こうした観点から近年、多く用いられているのが円形や楕円形の交通島を中心にバスやタクシーベイを配置する形です。膜構造はこうした曲線的な平面レイアウトにも強みを発揮します。たとえばブーメラン構造などさまざまなデザインバリエーションを持つシステムシェルターは、あらゆる曲線レイアウトに対応しシームレスな長屋根を実現します。膜の軽量性を活かし片側一本の柱からせり出す形が可能なため、歩行者動線の連続性が確保できるほか、道路側にせり出させることで雨天時の乗降利便性を高めることも可能です。また柱の数が少ないことは視認性の向上にもなり、高齢者等への案内誘導機能を高めることにもつながります。

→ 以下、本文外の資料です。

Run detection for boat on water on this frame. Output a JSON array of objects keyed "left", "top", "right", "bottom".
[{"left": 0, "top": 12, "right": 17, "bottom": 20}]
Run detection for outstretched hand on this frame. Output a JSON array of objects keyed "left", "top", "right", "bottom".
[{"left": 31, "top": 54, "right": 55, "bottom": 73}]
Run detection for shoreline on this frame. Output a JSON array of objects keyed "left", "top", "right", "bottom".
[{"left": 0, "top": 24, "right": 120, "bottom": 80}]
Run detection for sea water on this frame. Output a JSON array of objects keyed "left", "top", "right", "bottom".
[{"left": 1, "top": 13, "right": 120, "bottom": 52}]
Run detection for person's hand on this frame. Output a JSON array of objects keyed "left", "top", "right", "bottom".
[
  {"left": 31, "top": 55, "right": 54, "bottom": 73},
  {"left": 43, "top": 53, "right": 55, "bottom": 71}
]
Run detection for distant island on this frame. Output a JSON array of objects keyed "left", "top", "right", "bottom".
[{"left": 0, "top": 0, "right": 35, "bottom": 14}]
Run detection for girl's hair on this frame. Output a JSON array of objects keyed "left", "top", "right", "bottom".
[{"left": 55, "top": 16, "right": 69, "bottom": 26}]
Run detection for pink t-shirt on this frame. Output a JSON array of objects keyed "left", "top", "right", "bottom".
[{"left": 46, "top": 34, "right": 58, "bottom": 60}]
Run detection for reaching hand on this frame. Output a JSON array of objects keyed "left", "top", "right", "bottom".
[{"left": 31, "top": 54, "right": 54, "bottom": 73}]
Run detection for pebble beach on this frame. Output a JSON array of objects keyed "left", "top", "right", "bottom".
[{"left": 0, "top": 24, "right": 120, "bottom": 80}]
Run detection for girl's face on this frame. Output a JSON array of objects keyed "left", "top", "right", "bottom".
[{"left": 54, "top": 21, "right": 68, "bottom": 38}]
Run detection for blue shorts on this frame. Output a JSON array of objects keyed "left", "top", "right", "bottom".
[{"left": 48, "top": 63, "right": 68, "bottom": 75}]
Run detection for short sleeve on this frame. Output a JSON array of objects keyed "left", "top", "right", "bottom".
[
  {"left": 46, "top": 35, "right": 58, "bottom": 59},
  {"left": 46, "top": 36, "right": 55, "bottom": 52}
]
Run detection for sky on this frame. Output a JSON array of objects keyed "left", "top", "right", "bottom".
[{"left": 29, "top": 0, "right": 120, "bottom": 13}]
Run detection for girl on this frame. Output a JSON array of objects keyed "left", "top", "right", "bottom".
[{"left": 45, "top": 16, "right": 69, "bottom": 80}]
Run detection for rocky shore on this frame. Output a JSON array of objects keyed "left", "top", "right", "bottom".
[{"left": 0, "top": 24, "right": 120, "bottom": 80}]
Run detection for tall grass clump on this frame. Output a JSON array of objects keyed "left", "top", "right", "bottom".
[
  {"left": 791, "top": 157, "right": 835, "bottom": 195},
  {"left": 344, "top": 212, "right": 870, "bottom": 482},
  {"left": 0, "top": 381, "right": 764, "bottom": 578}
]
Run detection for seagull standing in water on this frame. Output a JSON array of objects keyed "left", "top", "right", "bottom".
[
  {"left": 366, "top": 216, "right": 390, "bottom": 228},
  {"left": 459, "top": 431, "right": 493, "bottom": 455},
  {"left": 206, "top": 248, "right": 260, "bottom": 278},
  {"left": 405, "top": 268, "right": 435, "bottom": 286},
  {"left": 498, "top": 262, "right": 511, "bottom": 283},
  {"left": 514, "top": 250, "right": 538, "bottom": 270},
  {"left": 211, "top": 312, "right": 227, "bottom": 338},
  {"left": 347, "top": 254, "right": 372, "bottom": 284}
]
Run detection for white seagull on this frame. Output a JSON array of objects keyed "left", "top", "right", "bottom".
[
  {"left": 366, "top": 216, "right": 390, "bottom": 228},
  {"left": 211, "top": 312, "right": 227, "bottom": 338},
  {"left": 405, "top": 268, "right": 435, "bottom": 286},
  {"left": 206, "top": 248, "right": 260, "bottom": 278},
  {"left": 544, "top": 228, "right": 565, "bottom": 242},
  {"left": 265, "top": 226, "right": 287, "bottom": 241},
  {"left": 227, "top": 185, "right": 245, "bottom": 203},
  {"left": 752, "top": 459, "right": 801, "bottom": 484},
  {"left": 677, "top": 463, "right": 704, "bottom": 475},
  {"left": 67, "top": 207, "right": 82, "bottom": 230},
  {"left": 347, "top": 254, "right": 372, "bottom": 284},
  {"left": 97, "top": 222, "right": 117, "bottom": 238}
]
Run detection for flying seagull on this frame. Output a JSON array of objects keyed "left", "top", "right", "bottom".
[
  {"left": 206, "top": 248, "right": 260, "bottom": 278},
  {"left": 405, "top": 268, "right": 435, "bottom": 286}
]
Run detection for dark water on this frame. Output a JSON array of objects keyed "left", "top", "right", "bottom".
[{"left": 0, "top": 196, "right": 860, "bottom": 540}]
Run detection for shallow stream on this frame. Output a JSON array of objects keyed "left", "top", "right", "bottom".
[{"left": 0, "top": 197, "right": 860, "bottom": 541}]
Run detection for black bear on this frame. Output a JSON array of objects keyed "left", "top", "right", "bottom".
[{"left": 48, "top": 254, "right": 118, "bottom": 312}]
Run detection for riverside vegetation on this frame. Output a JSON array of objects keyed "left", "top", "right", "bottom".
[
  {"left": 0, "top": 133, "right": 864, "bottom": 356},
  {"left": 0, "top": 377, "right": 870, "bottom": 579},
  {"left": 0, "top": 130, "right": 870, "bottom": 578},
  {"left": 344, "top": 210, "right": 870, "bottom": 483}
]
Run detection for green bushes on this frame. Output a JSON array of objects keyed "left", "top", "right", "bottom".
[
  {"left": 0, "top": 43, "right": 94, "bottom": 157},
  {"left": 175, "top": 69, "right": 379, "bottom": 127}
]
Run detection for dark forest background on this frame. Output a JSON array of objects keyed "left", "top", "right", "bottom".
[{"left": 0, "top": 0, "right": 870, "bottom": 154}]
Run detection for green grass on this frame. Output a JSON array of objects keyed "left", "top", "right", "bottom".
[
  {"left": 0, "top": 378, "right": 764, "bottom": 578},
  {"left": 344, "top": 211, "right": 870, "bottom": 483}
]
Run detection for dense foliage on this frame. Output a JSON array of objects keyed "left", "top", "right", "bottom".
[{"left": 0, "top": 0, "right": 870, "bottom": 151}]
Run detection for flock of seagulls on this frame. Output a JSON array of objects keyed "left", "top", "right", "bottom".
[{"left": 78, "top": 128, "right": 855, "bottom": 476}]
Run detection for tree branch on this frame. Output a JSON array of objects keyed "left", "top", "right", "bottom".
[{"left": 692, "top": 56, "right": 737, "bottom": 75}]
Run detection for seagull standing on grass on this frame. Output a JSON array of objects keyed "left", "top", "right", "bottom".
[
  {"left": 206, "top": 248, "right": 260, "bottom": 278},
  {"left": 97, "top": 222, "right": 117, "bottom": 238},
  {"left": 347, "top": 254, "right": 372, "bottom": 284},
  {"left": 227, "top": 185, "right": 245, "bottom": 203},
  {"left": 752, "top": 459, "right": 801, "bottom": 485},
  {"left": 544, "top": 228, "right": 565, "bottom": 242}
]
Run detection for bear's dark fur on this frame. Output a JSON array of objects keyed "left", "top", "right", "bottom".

駅前広場にこうしたシェルターを連続的に設置することは、雨や日射しを避けるだけでなく、その存在が乗り換え動線を直感的に示す案内機能も果たします。さらに街路照明と膜照明を組み合わせることで広場を明るく照らし、駅周辺の防犯・安全性の向上も期待できます。 このほか休憩場所や地域交流のイベント広場など、膜屋根のあるスペースを設けることで人々の滞留・賑わいを生みだし、都市広場としての機能をさらに高めることも可能です。JR・近鉄線天理駅では膜構造遊具施設「ふわふわドーム」などを設けた遊び場を駅前広場に整備。子どもから大人、高齢者までが集う交流拠点を設け、そこから生まれる賑わいを市街地に広げて行く取り組みも行われています。
システムシェルターについて>>システムシェルター
まとめ | 駅前から生まれるつながりと賑わい
駅、そして駅前広場を活性化し、より積極的に地域とのつながり、賑わいを生み出す。まさに今、駅に求められるのは交通機能だけではなく、地域の顔、都市のインフラとしての機能です。その期待は駅の持つポテンシャルが、現在果たしているもの以上に大きいことの証でもあります。駅は街にとってまだまだ大きな可能性が残されている。私たちは膜建築を通して、その可能性の高度化・最大化に貢献していきます。
前記の企画品だけでなく、独自デザインへの対応など、太陽工業ではお客様からのあらゆるニーズに応えてまいります。シェルターの持つ優れた機能性とデザイン性で駅前、公園、広場、施設の快適性、美しさを高め、住みやすい街づくりに貢献してまいります。